Periodic Reporting for period 4 - HiChemSynPro (High-throughput combinatorial chemical protein synthesis as a novel research technology platform for chemical and synthetic biology)
Reporting period: 2021-09-01 to 2023-02-28
Chemical synthesis of proteins by methods of organic chemistry represents a versatile approach that allows for assembling proteins that contain non-canonical functionalities. The common strategy is to prepare short peptide segments by solid-phase peptide synthesis and then use chemoselective chemical ligation to join the segments together. Such methodology complements biological production of proteins by recombinant expression, moreover, the advantage of chemical approach is the possibility to incorporate residues that are not part of the genetic code at any site in the sequence. For instance, mirror-image proteins that are composed entirely of D-amino acids can be assembled in this way. While synthesis of individual proteins up to 300 amino acid residues long is a reality, preparation of large number of protein variants represents a challenge. Since proteins are combinatorial objects (their primary structure consists of a linear chain of amino acid building blocks), preparation of libraries should facilitate finding of the sequences with desired functions for various applications, for example, novel protein therapeutics, catalysts, enzymes, new biomaterials. Therefore, efficient combinatorial chemical synthesis of protein libraries can become a transformative technology. Two major directions were pursued in the HiChemSynPro project to develop such new methodologies: novel catalytic proteins to facilitate ligation of short peptide segments and the development of new microfluidic tools for chemical ligation of peptide segments. Intrinsically disordered proteins (IDPs) were used as targets to test these ideas.
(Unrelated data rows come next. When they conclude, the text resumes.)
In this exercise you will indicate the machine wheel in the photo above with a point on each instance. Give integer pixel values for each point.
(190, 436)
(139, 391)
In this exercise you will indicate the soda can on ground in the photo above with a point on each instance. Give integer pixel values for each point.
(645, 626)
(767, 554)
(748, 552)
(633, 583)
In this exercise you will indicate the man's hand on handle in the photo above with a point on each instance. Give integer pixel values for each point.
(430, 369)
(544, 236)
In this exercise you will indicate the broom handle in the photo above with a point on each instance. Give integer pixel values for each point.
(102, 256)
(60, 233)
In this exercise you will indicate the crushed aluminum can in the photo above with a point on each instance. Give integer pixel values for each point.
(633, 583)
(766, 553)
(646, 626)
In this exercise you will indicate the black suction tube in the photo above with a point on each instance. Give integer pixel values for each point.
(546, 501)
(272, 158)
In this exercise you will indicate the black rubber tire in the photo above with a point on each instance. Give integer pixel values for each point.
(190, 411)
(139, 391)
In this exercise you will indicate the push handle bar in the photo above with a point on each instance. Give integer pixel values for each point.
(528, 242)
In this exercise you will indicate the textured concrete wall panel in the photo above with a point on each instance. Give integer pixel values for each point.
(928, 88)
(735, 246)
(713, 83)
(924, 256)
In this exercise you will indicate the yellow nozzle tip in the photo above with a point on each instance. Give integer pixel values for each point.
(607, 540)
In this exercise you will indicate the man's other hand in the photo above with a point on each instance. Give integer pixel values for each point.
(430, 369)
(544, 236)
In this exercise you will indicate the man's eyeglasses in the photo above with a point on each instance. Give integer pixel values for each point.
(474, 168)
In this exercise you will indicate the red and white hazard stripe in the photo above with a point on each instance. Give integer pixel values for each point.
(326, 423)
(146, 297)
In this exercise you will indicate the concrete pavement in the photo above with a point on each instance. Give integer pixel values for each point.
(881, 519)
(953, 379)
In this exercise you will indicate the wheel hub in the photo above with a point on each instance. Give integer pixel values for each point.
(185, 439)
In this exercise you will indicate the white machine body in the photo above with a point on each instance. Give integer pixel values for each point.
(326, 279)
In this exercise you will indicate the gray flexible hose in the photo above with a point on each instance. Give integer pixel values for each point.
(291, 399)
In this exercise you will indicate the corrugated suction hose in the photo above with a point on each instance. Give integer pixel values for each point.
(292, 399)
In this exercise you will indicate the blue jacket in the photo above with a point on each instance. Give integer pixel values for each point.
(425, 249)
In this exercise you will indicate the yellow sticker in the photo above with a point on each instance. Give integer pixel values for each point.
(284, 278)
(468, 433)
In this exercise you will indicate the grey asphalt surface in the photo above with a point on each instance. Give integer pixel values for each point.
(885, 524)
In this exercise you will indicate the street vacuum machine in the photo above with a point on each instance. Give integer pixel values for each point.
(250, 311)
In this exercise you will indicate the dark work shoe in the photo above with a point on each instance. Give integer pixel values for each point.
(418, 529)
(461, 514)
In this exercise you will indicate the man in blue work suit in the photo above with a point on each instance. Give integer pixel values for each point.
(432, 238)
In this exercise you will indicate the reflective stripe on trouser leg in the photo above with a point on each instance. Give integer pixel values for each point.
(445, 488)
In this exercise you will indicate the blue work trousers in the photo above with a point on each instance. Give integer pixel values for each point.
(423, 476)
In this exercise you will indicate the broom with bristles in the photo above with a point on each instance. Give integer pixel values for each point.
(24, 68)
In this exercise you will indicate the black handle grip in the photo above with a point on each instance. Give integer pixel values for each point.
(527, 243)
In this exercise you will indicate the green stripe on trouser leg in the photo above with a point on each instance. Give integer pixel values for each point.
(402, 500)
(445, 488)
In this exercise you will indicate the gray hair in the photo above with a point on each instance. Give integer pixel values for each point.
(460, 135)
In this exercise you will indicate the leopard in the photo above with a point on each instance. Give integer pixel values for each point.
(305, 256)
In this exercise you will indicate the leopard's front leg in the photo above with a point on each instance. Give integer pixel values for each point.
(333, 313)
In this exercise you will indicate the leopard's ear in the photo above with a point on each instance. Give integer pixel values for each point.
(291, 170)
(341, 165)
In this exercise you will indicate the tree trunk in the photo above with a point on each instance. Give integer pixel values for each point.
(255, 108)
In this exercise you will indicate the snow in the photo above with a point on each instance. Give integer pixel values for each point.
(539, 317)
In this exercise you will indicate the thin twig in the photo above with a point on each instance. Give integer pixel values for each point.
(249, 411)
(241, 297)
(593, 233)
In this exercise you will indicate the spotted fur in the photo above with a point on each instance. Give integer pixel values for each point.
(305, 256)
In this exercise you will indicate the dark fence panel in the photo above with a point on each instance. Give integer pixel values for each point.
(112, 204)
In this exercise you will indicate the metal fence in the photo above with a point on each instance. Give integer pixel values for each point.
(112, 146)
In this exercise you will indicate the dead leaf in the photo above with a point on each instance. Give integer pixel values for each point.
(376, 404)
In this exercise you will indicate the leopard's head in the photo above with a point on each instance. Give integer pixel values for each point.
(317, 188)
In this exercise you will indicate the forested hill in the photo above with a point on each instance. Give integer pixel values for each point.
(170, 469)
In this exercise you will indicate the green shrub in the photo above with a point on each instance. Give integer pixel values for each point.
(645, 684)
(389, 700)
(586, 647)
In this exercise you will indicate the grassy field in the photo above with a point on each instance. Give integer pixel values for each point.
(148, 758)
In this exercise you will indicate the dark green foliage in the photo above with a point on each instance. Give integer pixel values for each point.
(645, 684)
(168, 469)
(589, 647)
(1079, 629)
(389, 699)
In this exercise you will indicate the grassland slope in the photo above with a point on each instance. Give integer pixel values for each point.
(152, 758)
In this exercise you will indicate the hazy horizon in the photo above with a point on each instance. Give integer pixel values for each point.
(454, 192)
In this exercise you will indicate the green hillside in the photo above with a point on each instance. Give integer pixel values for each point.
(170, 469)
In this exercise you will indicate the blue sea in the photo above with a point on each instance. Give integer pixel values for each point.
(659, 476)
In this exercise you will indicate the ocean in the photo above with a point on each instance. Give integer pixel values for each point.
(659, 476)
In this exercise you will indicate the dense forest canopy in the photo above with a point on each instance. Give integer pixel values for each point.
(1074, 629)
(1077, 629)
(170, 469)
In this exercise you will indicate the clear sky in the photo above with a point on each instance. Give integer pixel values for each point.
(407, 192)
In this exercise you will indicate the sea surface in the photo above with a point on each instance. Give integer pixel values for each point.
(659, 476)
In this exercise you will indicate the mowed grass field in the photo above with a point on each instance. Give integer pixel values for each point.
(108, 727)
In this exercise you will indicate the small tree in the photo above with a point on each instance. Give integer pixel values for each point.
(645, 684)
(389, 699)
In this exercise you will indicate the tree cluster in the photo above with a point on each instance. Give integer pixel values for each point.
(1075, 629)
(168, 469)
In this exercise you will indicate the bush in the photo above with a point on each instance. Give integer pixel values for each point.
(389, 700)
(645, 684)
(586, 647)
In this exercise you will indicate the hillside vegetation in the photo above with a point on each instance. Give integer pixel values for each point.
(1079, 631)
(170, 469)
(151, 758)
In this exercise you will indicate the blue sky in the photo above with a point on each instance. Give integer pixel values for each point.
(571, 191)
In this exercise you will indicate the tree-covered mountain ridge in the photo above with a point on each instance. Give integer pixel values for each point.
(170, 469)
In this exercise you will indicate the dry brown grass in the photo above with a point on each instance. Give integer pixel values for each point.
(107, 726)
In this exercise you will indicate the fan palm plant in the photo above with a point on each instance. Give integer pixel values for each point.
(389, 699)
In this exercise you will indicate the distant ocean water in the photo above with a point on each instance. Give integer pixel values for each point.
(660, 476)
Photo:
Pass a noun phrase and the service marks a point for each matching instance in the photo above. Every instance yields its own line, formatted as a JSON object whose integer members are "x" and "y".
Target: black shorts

We have designed and synthesized a soluble 24-kDa “covalently-tethered” amyloid analogue by a combination of solid-phase peptide synthesis and chemoselective ligation chemistries [Chem. Sci. 2018, 9, 5594]. It is one of a kind synthesis, where a large polypeptide construct with a non-linear backbone topology was prepared in a homogeneous form. N-methylation of the selected residues permitted to keep the structure soluble and to characterize its properties by biophysical methods such as solution-phase NMR, which is otherwise impossible for insoluble amyloid fibers. In the future, the synthesis of combinatorial libraries of such constructs will permit to identify optimized N-methylation patterns for most potent inhibition of selected amyloid polymorphs.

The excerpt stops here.